Top 6 Mistakes Millennials Make on Their Resume and Cover Letter
First impressions are easy to make and hard to shake. This is why it’s so important that your resume and CV are absolutely polished and perfected before you apply to a job.
Little mistakes or larger miscalculations on writing and layout will make the reader stop thinking about the story you are trying to tell (about how great you are and how good a fit you will be for the job), and instead get them thinking about what your application says about you, but not in a the way you want.
I’ve seen a lot of millennial job seekers make some very fixable mistakes on their resumes and CVs. Beyond the usual suspects (spelling errors), there are some less obvious traps and errors that are made too often.
Bad spelling and inconsistent style
Aside from typos and spelling mistakes, watch out for inconsistent style. By inconsistencies I mean using a period at the end of one bullet point but not others, starting sentences in a resume list with a verb sometimes and other times not — basically not sticking to a single style.
Similarly, watch out for word repetition. If you’re saying the same thing with the same word all the time, grab a thesaurus and find another word for it.
Beware the default resume template offered by Microsoft Word. You shouldn’t consider your resume to be of ‘default’ quality, so don’t set it back by choosing a resume template that everyone else is using or has used for ages.
This may seem minor, but the reviewer will be going through a big stack of resumes, and those with a more distinct visual style will stand out.
Freshen up your language and your application will look a lot better. This means preventing dry, outdated phrases like “references available on request” from getting past your first draft.
A good rule of thumb here is to rephrase anything that sounds generic or is not specific to the job you are applying to or the skill/experience you are trying to describe.
Don’t be “detail-oriented,” instead find a more narrow, literal description for what you did and what you want to do.

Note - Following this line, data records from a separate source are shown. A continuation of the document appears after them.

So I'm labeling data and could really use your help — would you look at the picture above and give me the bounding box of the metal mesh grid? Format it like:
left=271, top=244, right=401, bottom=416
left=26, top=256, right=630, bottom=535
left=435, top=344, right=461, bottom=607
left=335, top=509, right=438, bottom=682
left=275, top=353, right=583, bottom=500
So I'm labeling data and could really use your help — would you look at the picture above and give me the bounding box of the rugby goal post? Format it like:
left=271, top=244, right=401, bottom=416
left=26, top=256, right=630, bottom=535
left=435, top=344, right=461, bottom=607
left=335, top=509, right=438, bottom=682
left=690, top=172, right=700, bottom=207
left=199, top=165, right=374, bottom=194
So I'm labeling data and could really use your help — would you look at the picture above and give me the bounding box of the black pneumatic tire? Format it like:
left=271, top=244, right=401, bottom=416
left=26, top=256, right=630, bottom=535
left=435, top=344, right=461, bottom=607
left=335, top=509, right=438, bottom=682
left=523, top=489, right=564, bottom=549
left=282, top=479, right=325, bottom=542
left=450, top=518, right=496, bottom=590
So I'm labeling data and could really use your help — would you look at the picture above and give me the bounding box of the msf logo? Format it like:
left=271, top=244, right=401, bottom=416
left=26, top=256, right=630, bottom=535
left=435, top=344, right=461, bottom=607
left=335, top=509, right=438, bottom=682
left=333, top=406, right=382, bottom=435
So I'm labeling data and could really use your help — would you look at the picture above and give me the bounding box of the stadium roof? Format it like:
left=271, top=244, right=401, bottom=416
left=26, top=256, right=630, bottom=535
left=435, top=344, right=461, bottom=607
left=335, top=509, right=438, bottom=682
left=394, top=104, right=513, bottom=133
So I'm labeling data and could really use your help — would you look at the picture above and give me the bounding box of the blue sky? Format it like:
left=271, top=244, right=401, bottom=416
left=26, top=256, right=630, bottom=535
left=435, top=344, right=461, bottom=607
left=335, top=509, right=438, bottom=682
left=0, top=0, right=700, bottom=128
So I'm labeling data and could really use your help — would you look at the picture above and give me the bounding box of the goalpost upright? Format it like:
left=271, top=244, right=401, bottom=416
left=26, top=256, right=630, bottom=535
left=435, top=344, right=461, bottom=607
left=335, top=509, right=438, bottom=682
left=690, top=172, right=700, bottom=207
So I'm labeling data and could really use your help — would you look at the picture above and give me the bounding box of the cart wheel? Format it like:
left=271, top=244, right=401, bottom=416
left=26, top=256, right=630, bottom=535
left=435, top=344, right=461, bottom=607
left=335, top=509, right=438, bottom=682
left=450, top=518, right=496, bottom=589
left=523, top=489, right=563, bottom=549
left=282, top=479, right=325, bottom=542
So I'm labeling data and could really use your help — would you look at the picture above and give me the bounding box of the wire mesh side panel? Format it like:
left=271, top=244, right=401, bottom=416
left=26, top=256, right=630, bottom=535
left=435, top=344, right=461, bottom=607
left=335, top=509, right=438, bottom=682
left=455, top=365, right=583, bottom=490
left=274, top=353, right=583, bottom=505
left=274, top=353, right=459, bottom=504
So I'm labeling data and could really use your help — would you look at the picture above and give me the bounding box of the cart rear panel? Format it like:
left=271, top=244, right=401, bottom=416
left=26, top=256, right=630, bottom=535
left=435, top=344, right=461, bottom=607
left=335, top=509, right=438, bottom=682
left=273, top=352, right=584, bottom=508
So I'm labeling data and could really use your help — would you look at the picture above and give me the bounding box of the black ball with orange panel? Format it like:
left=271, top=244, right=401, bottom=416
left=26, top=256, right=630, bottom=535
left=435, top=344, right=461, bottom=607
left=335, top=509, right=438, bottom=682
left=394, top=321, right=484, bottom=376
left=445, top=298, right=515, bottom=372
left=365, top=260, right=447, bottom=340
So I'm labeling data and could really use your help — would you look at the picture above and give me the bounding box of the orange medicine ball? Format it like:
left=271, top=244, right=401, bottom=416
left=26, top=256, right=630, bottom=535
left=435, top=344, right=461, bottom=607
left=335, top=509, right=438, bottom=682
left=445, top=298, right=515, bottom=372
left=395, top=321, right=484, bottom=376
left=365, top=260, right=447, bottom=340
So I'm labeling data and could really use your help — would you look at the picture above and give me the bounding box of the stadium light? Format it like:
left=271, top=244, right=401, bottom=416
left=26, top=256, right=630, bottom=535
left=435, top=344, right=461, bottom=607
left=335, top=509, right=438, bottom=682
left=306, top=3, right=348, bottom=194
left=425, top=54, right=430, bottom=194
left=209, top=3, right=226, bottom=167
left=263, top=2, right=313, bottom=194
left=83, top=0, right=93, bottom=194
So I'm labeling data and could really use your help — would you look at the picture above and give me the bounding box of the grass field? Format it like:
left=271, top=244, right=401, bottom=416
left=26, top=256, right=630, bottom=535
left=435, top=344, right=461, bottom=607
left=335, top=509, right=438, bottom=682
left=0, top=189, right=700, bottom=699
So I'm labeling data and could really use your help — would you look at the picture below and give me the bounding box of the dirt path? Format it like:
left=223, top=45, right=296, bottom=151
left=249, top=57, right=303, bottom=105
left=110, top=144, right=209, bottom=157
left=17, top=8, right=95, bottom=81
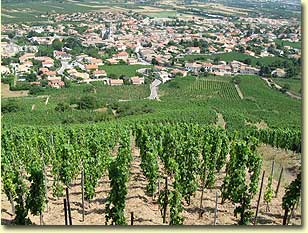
left=1, top=142, right=301, bottom=225
left=1, top=83, right=29, bottom=98
left=234, top=84, right=244, bottom=100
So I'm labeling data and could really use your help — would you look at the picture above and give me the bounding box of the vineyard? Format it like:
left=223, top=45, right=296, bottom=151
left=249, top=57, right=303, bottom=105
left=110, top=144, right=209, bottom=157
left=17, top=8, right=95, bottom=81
left=1, top=121, right=301, bottom=225
left=189, top=79, right=240, bottom=100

You may have literally “worked” at a job or were “responsible for” certain tasks, but that doesn’t tell the reviewer anything — find more accurate phrases that get at the value or results of what you did, like “sold personalized coverage options” instead of “sold insurance plans.”
Which brings us to this next resume/CV problem: including irrelevant skills. One common sign of this is listing skills for technology that might have been new and unique a few years ago, but not now.
For example, everyone knows how to use Microsoft Word. Everyone is good at multitasking. Instead, tailor your skill list to the tech and industry-specific proficiencies the job requires, such as specific programs or apps the job will need.
For resumes and CVs, keep it to one or two pages, and three if absolutely necessary. Never go past three pages, as no one reading it will.
Even going past two pages is very contextual, and is usually done with those with decades of experience or in careers that are professional and highly specialized, like law, or for those in the academic world. Even in these areas, I’ve seen CVs that go on for more than 10 pages that could be done in four or five. Always look for repetition, and cut it.
Resume out of chronological order
Start your resume with your last job, not your best job. Making the order reverse chronological (newest to oldest) is a universal must. Why? Because the most recent information is that which the hiring manager is most interested in. Having them have to scroll or scan down for the job experience they most want to see is an immediate disengagement point.
There’s no reason to get creative with your resume order, so don’t, even if your last job didn’t have the most application experience for the job you are applying to.
However, if you just finished a degree or master’s degree, feel free to put your educational experience at the top — whatever is most impressive, your recent education achievement or last job.